Fennel is native to the Mediterranean, where wild (a.k.a., “bitter”) fennel still grows. Although exact dates are lost to the sands of time, fennel was likely first cultivated in either Greece or Italy and was used for both medicinal and culinary purposes. The ancient Greeks and Romans had quite a thing for fennel, eating the seeds, blossoms and the fronds. Pliny The Elder, the ancient Roman author famous for his sweeping encyclopedia, Natural History, mentions fennel numerous times as a treatment for stomachache, to care for the “stings of serpents,” for uterus health and as a treatment for a bunch of other weird ancient Roman maladies.
Florence fennel (also called finocchio or “sweet anise”), the variety eaten as a vegetable, wasn’t developed until the 17th century in Italy. Although many recipes make reference to fennel “root,” it is actually the stalk, swollen into a bulb-like shape at the plant’s base, which is consumed (a similarly common misperception applies to kohlrabi)

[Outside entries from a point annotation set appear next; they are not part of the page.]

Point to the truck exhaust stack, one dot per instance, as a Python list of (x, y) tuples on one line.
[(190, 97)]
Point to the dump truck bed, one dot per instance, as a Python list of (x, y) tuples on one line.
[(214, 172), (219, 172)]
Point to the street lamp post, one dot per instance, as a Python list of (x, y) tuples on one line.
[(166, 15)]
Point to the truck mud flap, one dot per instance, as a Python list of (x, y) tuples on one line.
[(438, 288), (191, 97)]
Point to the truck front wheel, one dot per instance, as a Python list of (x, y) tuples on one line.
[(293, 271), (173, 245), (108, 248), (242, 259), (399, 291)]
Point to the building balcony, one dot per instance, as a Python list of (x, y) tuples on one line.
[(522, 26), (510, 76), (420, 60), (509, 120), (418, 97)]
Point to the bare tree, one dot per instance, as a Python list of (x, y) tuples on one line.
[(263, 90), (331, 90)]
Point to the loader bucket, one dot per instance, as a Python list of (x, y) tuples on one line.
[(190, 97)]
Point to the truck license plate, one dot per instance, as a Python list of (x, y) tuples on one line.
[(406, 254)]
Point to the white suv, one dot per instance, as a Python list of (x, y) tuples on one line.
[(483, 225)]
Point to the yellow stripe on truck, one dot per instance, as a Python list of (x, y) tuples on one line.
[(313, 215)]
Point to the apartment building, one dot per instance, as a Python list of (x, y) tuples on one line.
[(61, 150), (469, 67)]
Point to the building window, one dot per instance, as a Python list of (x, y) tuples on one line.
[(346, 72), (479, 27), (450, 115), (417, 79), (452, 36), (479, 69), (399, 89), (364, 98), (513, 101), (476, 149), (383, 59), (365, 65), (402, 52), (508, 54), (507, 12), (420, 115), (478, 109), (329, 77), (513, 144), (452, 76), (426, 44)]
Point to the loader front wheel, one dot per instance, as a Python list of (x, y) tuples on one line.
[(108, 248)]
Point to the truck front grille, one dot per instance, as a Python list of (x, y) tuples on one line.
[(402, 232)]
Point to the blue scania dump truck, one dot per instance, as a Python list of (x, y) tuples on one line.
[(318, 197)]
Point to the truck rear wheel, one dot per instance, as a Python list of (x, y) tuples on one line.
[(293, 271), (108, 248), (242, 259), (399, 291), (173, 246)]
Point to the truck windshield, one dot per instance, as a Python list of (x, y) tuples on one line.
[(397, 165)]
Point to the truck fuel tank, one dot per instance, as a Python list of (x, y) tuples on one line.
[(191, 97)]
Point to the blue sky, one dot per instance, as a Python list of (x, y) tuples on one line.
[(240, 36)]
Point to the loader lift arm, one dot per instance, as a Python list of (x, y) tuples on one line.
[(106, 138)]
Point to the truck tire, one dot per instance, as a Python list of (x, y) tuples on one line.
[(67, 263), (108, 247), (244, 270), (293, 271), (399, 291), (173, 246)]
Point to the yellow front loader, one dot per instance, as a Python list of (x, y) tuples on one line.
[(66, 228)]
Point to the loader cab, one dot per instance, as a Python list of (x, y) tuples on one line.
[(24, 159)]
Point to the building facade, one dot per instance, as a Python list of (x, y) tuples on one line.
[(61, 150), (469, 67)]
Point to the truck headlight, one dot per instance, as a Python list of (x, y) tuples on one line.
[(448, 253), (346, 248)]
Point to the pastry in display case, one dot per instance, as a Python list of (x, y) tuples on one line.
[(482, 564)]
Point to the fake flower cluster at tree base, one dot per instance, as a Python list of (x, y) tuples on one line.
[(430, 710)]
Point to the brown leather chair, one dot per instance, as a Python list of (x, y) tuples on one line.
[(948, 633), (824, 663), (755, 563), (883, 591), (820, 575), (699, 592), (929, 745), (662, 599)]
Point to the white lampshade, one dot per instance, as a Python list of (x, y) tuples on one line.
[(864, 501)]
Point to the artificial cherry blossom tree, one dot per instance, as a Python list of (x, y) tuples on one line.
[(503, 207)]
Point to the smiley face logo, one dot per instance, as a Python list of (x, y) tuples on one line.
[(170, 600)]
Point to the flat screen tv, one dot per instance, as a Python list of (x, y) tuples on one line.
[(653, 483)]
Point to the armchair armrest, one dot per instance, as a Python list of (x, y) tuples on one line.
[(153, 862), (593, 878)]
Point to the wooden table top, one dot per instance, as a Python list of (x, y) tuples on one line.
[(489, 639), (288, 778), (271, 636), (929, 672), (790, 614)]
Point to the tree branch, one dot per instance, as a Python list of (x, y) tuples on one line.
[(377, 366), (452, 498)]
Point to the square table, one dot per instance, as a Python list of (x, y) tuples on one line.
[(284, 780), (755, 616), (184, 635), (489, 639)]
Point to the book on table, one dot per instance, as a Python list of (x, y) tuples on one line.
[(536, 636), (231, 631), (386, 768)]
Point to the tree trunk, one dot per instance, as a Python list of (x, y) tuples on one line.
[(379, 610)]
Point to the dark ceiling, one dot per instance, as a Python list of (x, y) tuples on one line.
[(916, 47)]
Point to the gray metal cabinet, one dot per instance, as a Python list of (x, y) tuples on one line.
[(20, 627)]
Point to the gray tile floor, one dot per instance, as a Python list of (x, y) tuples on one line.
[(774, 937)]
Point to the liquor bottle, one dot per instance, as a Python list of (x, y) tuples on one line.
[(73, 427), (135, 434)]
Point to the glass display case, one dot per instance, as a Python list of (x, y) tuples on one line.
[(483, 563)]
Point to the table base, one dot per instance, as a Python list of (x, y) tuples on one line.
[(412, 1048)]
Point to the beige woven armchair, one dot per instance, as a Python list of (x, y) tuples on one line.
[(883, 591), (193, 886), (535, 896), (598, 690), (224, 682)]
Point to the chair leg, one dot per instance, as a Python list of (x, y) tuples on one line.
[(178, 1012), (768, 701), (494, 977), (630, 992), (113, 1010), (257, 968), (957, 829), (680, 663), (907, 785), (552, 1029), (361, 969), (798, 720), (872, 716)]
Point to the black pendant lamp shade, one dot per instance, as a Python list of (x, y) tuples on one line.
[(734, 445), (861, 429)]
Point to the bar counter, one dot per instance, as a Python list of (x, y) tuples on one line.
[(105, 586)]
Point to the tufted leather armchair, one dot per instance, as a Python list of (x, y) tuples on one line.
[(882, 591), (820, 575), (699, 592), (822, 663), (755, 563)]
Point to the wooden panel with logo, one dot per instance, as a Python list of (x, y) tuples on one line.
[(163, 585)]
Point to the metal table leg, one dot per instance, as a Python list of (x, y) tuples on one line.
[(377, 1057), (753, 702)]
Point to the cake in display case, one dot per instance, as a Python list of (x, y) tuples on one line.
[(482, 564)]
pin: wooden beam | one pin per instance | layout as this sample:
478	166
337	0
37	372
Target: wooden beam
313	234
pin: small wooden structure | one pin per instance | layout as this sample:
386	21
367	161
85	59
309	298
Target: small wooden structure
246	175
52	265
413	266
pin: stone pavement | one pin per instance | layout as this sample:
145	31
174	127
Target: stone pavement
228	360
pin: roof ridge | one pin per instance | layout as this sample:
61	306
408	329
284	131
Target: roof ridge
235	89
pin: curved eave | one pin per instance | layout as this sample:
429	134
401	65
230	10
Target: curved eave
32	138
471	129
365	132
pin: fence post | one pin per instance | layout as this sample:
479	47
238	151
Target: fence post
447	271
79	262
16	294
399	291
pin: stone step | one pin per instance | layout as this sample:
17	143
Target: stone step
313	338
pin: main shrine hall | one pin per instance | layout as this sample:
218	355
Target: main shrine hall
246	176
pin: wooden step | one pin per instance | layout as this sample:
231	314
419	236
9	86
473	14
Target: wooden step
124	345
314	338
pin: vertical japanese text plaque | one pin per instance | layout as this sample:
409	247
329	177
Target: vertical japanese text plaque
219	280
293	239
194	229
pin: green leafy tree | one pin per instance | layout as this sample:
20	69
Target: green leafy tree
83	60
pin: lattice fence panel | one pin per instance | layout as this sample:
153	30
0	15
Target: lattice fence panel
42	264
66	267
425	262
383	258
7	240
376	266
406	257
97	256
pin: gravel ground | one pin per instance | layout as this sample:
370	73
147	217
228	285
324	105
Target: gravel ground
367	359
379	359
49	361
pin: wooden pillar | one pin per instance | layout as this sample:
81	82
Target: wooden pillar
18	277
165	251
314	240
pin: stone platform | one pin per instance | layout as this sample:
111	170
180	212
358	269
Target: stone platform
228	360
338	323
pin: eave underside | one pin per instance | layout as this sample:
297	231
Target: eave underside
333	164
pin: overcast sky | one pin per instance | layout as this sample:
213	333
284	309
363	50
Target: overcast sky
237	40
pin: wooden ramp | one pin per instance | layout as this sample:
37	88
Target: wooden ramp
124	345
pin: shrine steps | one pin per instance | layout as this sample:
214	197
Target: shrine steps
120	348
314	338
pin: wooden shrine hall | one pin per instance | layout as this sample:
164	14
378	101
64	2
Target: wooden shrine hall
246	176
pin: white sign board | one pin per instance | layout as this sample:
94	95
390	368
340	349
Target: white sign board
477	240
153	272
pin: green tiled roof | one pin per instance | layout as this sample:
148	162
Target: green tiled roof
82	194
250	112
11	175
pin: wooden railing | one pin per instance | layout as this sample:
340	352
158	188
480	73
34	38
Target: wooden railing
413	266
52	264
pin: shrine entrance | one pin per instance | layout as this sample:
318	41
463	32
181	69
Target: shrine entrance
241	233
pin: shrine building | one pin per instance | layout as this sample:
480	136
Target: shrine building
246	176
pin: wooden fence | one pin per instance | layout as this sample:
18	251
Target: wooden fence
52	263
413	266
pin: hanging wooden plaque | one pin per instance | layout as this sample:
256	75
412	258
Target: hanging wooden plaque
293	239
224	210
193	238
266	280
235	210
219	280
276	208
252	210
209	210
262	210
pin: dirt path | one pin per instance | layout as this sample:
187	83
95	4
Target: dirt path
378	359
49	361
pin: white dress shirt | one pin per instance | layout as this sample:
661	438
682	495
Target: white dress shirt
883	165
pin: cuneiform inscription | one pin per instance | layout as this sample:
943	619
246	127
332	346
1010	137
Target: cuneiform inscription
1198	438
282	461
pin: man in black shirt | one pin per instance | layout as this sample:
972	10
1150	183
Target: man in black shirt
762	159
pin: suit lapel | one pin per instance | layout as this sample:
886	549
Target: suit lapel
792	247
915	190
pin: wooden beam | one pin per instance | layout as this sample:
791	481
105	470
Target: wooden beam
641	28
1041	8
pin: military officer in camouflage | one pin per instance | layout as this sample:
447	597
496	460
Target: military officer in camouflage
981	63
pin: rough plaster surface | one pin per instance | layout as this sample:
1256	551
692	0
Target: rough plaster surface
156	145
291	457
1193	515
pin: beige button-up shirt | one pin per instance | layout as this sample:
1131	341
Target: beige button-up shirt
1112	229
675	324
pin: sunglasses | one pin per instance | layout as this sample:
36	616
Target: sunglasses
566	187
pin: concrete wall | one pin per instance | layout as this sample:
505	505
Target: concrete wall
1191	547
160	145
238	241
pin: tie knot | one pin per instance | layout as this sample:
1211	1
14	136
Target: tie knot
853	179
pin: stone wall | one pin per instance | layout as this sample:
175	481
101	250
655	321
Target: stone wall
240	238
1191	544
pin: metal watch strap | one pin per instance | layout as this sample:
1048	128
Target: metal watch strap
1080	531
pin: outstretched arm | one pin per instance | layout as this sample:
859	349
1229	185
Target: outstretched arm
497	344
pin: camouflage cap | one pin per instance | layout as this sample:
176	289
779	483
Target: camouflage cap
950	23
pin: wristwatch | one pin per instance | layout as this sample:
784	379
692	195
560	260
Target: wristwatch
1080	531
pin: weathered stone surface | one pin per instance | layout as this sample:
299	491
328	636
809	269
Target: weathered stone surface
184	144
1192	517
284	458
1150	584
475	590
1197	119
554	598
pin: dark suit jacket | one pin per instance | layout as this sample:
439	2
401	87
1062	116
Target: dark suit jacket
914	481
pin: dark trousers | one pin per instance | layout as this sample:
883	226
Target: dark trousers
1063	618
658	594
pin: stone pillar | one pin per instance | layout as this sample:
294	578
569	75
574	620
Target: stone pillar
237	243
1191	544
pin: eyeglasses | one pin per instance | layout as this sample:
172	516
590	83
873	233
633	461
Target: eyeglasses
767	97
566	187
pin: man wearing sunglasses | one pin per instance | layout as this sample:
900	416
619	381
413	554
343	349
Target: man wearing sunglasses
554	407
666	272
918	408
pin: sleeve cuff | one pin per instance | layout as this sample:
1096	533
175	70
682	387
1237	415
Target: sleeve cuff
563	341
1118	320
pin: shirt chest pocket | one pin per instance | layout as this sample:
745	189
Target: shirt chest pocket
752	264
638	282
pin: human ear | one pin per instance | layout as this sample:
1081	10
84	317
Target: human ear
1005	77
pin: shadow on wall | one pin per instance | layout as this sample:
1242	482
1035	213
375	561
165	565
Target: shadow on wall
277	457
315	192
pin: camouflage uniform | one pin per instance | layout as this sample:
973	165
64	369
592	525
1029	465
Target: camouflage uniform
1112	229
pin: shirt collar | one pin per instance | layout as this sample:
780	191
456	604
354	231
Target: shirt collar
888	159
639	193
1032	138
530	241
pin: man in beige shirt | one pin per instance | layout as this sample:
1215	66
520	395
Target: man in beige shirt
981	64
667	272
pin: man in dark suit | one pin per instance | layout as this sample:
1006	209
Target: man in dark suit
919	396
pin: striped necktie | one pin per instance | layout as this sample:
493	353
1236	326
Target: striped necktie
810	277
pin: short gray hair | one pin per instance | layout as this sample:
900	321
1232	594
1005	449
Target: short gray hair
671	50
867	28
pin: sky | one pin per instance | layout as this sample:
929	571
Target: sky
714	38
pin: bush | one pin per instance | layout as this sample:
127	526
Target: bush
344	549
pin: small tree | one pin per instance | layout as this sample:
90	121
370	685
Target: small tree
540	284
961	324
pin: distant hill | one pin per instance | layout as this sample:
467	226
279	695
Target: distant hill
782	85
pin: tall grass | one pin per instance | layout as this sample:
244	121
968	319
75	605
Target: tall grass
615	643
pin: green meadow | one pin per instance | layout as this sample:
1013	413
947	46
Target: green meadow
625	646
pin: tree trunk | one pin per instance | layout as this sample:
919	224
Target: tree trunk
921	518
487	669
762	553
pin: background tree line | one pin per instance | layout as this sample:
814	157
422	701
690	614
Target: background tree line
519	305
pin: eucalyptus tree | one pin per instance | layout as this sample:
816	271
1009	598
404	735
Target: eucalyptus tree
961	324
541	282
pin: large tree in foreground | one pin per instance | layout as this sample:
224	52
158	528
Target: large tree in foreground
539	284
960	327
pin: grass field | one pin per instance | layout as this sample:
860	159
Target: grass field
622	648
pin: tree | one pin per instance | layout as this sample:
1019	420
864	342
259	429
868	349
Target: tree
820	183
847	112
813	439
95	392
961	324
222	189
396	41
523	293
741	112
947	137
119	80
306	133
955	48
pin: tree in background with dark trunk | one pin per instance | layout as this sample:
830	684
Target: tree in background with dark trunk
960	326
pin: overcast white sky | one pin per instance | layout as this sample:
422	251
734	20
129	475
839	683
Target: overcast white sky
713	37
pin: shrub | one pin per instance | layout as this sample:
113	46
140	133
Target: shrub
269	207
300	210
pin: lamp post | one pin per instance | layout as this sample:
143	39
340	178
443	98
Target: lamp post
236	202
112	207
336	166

Fennel bulbs are a good source of vitamin C, manganese and potassium and (like a whole lot of veggies) are really high in fiber. Fennel seeds are high in manganese, iron, calcium and magnesium. In herbal medicine, fennel is used a remedy for menstrual pain, coughs, to strengthen eyesight and for stomach pain. Fennel seed is also used in folk medicine as a carminative (i.e., for flatulence prevention). In addition, the plant’s seed is said to increase the production of breast milk and to help with infant colic, but talk to your pediatrician about that last — there is some evidence that fennel can actually be toxic to babies. Fennel oil can be dangerous in even small doses – in some cases causing seizures and vomiting — and skin contact with the sap can cause photosensitivity.
Sun: Full Sun
Optimum Soil Ph: 5.5-7.0
Days To Maturity: 80
Sowing Method: Outdoors
Florence fennel is a cool-weather perennial grown as an annual. Fennel can be sown in the garden as early as 2 to 3 weeks before the average last frost date in spring. Seeds germinate best at 60°F. Fennel will tolerate heat and cold but does best when it comes to maturity in cool weather. Fennel requires 90 to 115 frost-free days to reach harvest. For an autumn crop sow fennel in mid- to late-summer.